Real test gaps (backlog — file as follow-up issues)

src/properties/year.rs:26:22: replace > with < in find_matches
src/properties/year.rs:29:20: replace < with > in find_matches
#![allow(unused)]
fn main() {
// Boundary: no digit before or after.
if m.start() > 0 && bytes[m.start() - 1].is_ascii_digit() {  // L26
    continue;
}
if m.end() < bytes.len() && bytes[m.end()].is_ascii_digit() { // L29
    continue;
}
}

Both mutations bypass the boundary check (the inverted comparison short-circuits via && so the check never runs). They survive because no test exercises a year touching the start or end of the input string. Trivial fix: add fixtures like 2020 (year alone), 12020.mkv (digit prefix), 20201.mkv (digit suffix) and assert the boundary rejection.

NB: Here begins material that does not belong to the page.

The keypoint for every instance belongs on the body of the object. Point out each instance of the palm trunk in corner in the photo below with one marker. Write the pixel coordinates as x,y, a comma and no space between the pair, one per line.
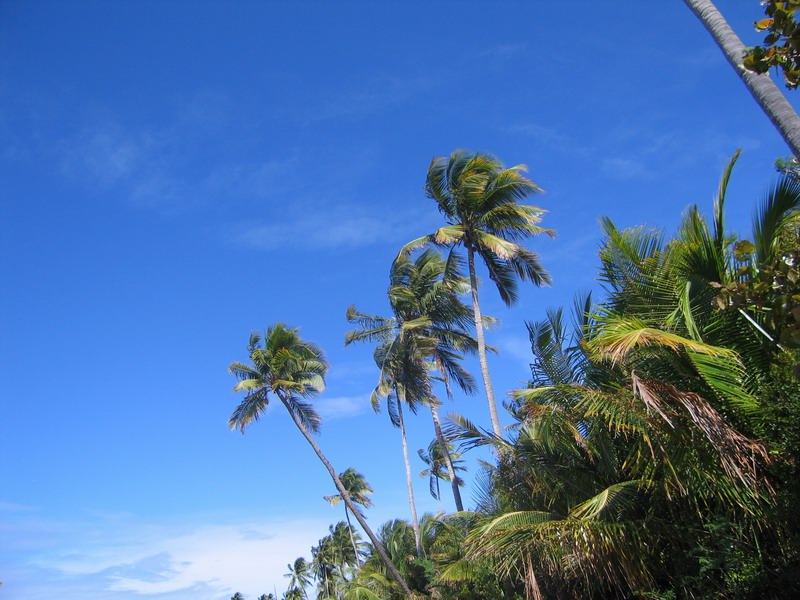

These two are not fixed in this PR — that’s deliberate. This PR sets up the infrastructure to find findings; fixing them is the next loop.

Triage protocol

When a local cargo mutants run produces surviving mutants:

  1. Equivalent mutation? (the mutation produces identical observable behaviour) → add a one-line entry to the “Accepted equivalents” table below with the mutation string + a one-sentence rationale.
  2. Real test gap? → file a tech-debt issue with the mutation string in the title, or fix it directly in the same PR if scope allows.
  3. Tool bug / unviable mis-classification? → file upstream at https://github.com/sourcefrog/cargo-mutants.

Accepted equivalents

MutationWhy it’s equivalentAccepted on
src/properties/year.rs:19:15: replace < with <= in find_matchesfind_at(input, input.len()) returns None; < and <= produce identical loop behaviour.2026-04-18 (smoke run)

(Future entries get appended as they’re triaged.)

References

  • cargo-mutants book
  • Epic #146
  • Sibling: code coverage #145 / coverage.md
  • Industry benchmark: 80% kill rate is the rough north star for parser code (mature mutation-tested Rust crates land 75–90%).